There are nearly 1000 known species of foraminifera in the Gulf of Mexico. These small marine creatures form part of the base of the marine food web, serving as a food source for marine snails, sand dollars and fish. Previous research has shown that these sediment-dwelling microorganisms are sensitive to oil damage. Rapid accumulation of oiled sediment on parts of the Gulf floor between late 2010 and early 2011 contributed to a dramatic die-off of foraminifera. Researchers found a significant difference in community structure and abundance during and after the Deepwater Horizon event at sites located from 100-1200 meters deep in the Desoto Canyon, nearly 100 kilometers south-southwest of Pensacola, Florida. Deep sea foraminifera had not recovered in diversity a year and a half after the spill.
Killifish, also known as bull minnows or cockahoe, are prized bait fish and play an important role in the Gulf food web..…This species has been extensively studied in the aftermath of the disaster because of its abundance and its sensitivity to pollution. Oil exposure can alter the killifish’s cellular function in ways that are predictive of developmental abnormalities, decreased hatching success and decreased embryo and larval survival. In 2011, Louisiana State University researchers compared the gill tissue of killifish in an oiled marsh to those in an oil-free marsh. Killifish residing in oiled marshes showed evidence of effects even at low levels of oil exposure which could be significant enough to have an impact at a population level. Additional research has found that four common species of marsh fish, including the Gulf killifish, seem to be avoiding oiled areas. These behaviors, even at small scales, could be significant within marsh communities, leading to changes in food web dynamics.

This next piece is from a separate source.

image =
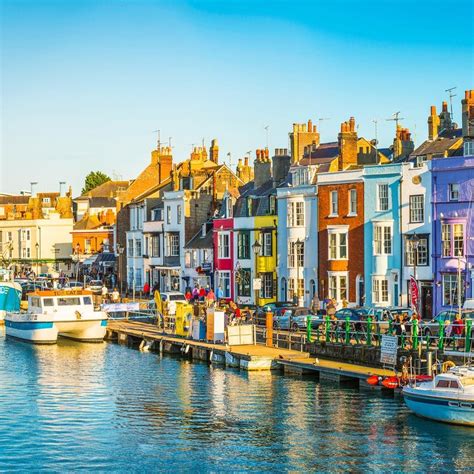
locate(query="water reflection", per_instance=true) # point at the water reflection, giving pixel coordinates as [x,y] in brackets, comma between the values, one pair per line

In the aftermath of the spill, a number of fish, including red snapper, caught in Gulf waters between eastern Louisiana and western Florida had unusual lesions or rotting fins. University of South Florida researchers examined red snapper and other fish and determined that their livers contained oil compounds that had a strong “pattern coherence” to oil from the Deepwater Horizon spill.… An analysis of snapper populations in the Gulf that was done between 2011 and 2013 showed an unusual lack of younger snapper. Further research found a significant decline in snapper and other reef fish after the spill. Small plankton-eating fish, such as damselfishes and cardinalfishes, declined most dramatically but red snapper and other larger reef fish also declined.

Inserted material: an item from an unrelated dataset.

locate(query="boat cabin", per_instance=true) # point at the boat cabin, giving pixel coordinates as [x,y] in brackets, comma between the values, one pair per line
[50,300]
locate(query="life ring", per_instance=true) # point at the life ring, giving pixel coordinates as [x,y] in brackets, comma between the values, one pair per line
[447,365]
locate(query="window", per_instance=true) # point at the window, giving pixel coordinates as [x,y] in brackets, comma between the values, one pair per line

Seaside sparrows live only in coastal marshes, where they are common year-round residents. Oil from the Deepwater Horizon spill remains in some marshes, putting seaside sparrows at continued risk from direct oiling, contaminated or reduced food supplies, and continued habitat loss. In 2012 and 2013, seaside sparrows in Louisiana salt marshes were found to have reductions in both overall abundance and likelihood to fledge from the nest. Because these birds are not aquatic, exposure to oil would likely come from incidental contact on the shore or from eating oil or bugs and other creatures that have oil in their systems. Other studies have shown a significant decrease in the insect population in oiled marshes, which could be reducing prey availability for seaside sparrows.

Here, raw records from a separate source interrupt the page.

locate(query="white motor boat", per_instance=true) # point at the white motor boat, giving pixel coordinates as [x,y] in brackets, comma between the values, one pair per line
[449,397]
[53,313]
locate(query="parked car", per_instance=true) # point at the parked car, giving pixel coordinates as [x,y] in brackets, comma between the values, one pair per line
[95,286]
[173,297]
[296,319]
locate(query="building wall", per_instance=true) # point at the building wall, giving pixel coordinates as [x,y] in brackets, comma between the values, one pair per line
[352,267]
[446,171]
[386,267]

Roughly 700 sperm whales live year-round in the Gulf’s deep waters off the continental shelf…. A researcher at the University of Southern Maine has found higher levels of DNA-damaging metals such as chromium and nickel in sperm whales in the Gulf of Mexico compared to sperm whales elsewhere in the world. These metals are present in oil from the spill. Whales closest to the well’s blowout showed the highest levels.
It’s not just BP … or the Gulf. Giant banking and energy companies and the government have a habit of covering up disasters – including not only oil spills, but everything from nuclear accidents to financial problems – instead of actually fixing the problems so that they won’t happen again.